Toona ciliata is a deciduous, broad-leaved, fast-growing tree species belonging to the Toona genus in Meliaceae. Flowers of this species are small, and pollen is dispersed mainly by the wind. This species is known as “Chinese mahogany”, since the color of the wood is red, and the wood grain is very beautiful; therefore, T. ciliata is a valuable timber species with high economic value and development prospects (Liu et al., 2006; Zhang et al., 2006). Numbers of this species have declined due to environmental changes, logging, and its slow regeneration. The tree species is classified as second-class protection of endangered species in the Wildlife Conservation and Nature Reserve Management Department of the State Forestry Administration, Institute of Botany in Chinese Academy of Sciences (2013). It is also listed as a rare and endangered species throughout the provinces (Lou and Jin, 2000; Zhang, 2000; Liu and Wu, 2005). Therefore, genetic studies on the conservation of species diversity are urgent.

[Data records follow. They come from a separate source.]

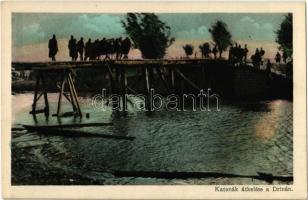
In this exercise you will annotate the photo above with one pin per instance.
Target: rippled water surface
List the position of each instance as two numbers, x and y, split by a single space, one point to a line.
240 139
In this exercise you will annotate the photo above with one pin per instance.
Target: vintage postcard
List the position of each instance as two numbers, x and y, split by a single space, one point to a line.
165 100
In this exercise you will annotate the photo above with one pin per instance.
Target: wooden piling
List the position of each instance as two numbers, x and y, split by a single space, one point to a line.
123 89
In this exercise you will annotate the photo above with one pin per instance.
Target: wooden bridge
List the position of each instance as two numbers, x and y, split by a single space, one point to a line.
116 70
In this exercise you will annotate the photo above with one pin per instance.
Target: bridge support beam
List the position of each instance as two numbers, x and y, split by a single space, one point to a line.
40 87
66 78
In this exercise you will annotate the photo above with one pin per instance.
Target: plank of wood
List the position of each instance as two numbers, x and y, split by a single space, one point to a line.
69 125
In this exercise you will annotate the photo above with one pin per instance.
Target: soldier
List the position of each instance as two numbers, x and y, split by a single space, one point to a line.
268 69
125 47
245 53
278 57
215 51
80 47
72 48
231 52
284 57
87 53
53 47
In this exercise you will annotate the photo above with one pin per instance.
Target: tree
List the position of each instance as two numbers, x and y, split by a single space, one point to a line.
221 36
189 49
205 49
148 34
285 36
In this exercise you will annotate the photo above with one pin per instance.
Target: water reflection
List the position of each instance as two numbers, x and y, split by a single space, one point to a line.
237 140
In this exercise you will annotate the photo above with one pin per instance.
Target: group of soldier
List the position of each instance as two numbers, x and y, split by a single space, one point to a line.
257 57
109 48
237 54
278 57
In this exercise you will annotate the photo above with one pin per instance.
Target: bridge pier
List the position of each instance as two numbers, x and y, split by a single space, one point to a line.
40 81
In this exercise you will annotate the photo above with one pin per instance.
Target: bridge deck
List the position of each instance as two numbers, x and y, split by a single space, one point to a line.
98 64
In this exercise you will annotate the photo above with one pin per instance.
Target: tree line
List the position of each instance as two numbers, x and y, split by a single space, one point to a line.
152 37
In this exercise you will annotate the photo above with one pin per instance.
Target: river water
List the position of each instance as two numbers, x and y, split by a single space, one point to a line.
242 139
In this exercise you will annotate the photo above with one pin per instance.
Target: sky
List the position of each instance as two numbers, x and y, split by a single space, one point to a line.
33 30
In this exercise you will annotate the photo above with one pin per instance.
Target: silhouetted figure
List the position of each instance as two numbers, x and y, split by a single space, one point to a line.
262 52
284 57
116 46
268 69
231 52
240 54
125 47
80 48
256 58
245 53
278 57
215 51
53 47
87 52
72 46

Preliminary reports on the genetic diversity of this species include the genetic structure of natural populations (Liu et al., 2009), spatial genetic structure (Liu et al., 2008), and community structure (Liu et al., 2010). However, sampling strategies were not investigated in these studies, and no suitable sampling strategy was developed to conserve natural populations of T. ciliata.
In view of this, materials collected in natural populations were used to analyze genetic diversity and spatial genetic structure with microsatellite loci. A reasonable sampling strategy in natural populations based on the results was developed, including the number of sampled populations, sampled individuals within populations, and the distance among sampled individuals. The study will guide the conservation of genetic diversity, germplasm collections, and preservation.

MATERIAL AND METHODS

Materials

Seven populations were surveyed in Zhejiang, Jiangxi, and Yunnan Provinces China in 2005 and 2006. Detailed information on the seven populations is listed in Table 1. Every individual was recorded using GPS positioning in the Yifeng population in Jiangxi Province. The distance between each individual was more than 50 m. Upper leaves were collected from trees, separated, and dried rapidly with silica gel at a leaf mass ratio of 10:1.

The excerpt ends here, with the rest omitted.